Right now, we’re outright blocking requests from well-known bots at the server level. But next, we’ll roll out robots.txt files for all blogs, which we’ll be able to keep up to date as new platforms / scrapers come out.

nigel · October 1, 2024, 7:41am

awesome.

As the amount of generative content online increases, stuff like our blogs written by actual people will become hot property for these folks unfortunately.

mikeschnier · October 12, 2024, 12:44am

It’s worth considering that scraping can be used for good. I use the same underlying technology (a headless Chrome browser) to monitor job posts in the animation industry and get those job posts in front of animators. I only look at one page per website and only load it once per day.

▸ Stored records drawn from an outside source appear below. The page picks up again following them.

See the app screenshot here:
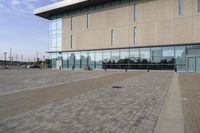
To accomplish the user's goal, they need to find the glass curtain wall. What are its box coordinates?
[51,45,200,71]
[129,48,140,69]
[49,16,62,67]
[88,51,95,69]
[94,51,103,69]
[119,49,130,69]
[161,47,175,70]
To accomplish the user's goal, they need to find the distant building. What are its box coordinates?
[34,0,200,72]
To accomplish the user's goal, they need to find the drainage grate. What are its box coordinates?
[112,86,122,88]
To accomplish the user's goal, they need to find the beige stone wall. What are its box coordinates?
[62,0,200,51]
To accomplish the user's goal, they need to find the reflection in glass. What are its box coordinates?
[81,51,88,68]
[129,49,140,69]
[150,47,162,70]
[175,46,186,71]
[74,52,81,68]
[51,53,58,68]
[103,50,111,68]
[62,53,69,68]
[140,48,150,64]
[119,49,129,69]
[161,47,175,70]
[187,45,200,55]
[68,53,75,68]
[88,51,95,68]
[95,51,103,69]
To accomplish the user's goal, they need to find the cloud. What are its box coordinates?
[11,0,21,6]
[0,3,5,8]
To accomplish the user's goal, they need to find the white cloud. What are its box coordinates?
[11,0,21,6]
[0,3,4,8]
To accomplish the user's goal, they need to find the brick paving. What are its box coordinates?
[179,73,200,133]
[0,72,173,133]
[0,69,119,95]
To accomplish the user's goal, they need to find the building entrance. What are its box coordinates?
[56,59,62,69]
[187,55,200,72]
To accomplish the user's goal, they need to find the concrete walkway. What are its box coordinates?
[0,72,173,133]
[154,74,184,133]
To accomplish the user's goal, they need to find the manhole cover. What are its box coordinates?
[112,86,122,88]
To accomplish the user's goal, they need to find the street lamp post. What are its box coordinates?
[4,52,6,69]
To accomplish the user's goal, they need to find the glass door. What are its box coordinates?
[196,56,200,72]
[187,57,196,72]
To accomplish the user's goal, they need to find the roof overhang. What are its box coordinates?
[33,0,110,19]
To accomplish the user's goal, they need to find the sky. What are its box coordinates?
[0,0,61,61]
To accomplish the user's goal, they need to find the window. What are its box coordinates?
[111,29,115,46]
[71,35,73,49]
[178,0,183,16]
[49,16,62,51]
[198,0,200,12]
[86,14,89,28]
[133,0,137,21]
[71,17,73,31]
[133,27,137,45]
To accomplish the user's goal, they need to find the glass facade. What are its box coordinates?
[51,45,200,71]
[178,0,183,16]
[49,16,62,51]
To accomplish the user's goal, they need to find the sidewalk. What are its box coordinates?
[154,73,184,133]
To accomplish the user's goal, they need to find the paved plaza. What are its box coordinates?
[0,70,200,133]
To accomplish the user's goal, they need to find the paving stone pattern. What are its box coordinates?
[0,72,173,133]
[0,69,119,95]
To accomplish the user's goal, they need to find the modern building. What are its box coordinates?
[34,0,200,72]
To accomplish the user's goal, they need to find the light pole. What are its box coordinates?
[4,52,6,69]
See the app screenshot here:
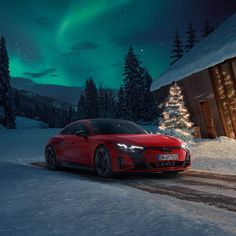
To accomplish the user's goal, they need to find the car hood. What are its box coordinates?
[103,134,183,147]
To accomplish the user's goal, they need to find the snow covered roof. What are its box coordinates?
[151,13,236,91]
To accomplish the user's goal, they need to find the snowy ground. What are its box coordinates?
[142,125,236,175]
[0,119,236,236]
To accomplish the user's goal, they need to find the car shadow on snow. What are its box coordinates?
[30,162,183,182]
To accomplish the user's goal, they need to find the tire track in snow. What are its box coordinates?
[31,162,236,212]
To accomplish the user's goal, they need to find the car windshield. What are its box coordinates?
[90,120,147,134]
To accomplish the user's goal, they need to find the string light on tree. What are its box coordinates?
[160,83,193,129]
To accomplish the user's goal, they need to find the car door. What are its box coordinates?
[69,123,91,166]
[60,123,75,162]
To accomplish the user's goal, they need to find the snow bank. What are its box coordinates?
[190,137,236,175]
[16,116,48,129]
[142,124,236,175]
[0,129,236,236]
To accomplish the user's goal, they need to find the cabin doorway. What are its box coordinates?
[208,61,236,138]
[200,101,216,138]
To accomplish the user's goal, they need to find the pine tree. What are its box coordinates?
[170,30,184,65]
[77,94,86,119]
[123,46,142,121]
[185,21,197,52]
[14,89,21,115]
[116,85,128,119]
[202,20,214,38]
[160,83,192,129]
[140,68,157,121]
[0,37,16,129]
[84,78,99,118]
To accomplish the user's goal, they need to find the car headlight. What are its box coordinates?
[117,143,144,152]
[181,143,189,150]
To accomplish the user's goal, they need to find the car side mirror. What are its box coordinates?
[75,130,88,138]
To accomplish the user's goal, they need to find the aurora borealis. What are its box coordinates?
[0,0,236,88]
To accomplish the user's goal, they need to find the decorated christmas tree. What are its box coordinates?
[160,83,192,129]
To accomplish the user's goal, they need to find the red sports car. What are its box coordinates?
[45,119,191,177]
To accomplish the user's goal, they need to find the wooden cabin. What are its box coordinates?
[151,13,236,139]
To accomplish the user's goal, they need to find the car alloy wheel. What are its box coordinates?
[95,146,112,177]
[45,146,57,170]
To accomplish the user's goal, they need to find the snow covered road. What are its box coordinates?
[0,129,236,236]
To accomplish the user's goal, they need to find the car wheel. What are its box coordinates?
[94,146,112,177]
[45,146,57,170]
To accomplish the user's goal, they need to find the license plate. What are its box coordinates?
[157,154,179,161]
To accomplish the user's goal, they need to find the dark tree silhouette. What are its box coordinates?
[170,30,184,65]
[185,21,197,52]
[0,37,16,129]
[123,46,142,121]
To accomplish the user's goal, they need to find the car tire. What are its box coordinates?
[94,145,112,178]
[45,146,57,170]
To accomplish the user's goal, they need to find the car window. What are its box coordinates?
[60,123,89,135]
[74,123,89,133]
[90,119,147,134]
[60,124,75,135]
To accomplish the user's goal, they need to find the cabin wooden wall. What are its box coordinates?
[154,63,231,138]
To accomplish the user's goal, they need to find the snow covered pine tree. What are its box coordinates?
[160,83,192,130]
[0,37,16,129]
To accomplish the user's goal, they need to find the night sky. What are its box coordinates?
[0,0,236,88]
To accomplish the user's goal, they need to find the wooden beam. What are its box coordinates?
[208,67,230,136]
[227,60,236,91]
[217,65,236,137]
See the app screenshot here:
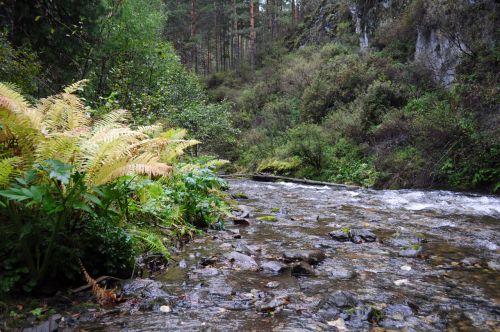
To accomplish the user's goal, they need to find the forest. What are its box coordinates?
[0,0,500,331]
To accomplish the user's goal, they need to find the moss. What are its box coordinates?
[257,157,301,174]
[257,216,278,221]
[233,193,248,199]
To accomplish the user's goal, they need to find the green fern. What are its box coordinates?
[129,228,171,258]
[0,157,22,187]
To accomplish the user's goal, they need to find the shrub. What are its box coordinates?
[301,54,375,122]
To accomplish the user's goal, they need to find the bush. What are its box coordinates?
[0,83,230,292]
[301,54,375,123]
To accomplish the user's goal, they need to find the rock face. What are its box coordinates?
[293,0,496,87]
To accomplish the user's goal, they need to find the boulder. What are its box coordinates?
[224,251,258,271]
[283,250,326,265]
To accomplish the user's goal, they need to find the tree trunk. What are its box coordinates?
[250,0,256,69]
[233,0,240,69]
[191,0,198,72]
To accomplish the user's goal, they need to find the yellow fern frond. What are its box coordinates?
[0,157,22,187]
[160,128,187,140]
[0,83,30,109]
[35,133,80,164]
[93,109,130,131]
[160,140,200,163]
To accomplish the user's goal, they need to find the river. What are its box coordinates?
[80,180,500,331]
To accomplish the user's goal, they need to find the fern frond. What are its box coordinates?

The animators find out about jobs they otherwise might not have seen. The studios get applicants who otherwise might not have applied. Would the studios be better off by blocking me? I don’t have my script do anything with a website that I couldn’t do myself. Granted, I’m also not using it to scoop up words that someone poured their heart and soul into.

As for AI, I’m not really threatened by it? I don’t know if an AI regurgitated version of my blog has any commercial or artistic value. I don’t know if there’s a point to someone making a fake version of me, pretending to have experiences, asking people to read something that nobody bothered to write. I don’t know if there’s anything to be gained by blocking it.

I think we’re going to look back at a time when we were sold the idea of utterly brainless LLMs thinking for us and wonder how anyone fell for it.

huride · October 26, 2024, 10:04pm

How’s the “gradual” timeline looking like?

Crow · October 31, 2024, 5:40pm

It isn’t so much how we craft, use, or interpret the written word so much as the fact that what we say comes from our own minds. Hence, intellectual property. Now, if Google wanted to pay me one hundred dollars per word of mine they use elsewhere, I would consider that a business, contractual, and feel fine about it. Thereby, giving me the first right of refusal or acceptance. Ideas we have are another thing altogether. On the end of most here I would think that an original theory or concept of coding would be much more valuable than anything I write. This is, to me, is where it gets testy.

pcm · January 3, 2025, 4:42pm

Hi Matt, any timeline on the robots.txt? I would be fine with a simple checkbox, one each for blocking all search engines and one for blocking AI. I don’t mind the latter, but I want the former for my anonymous posts.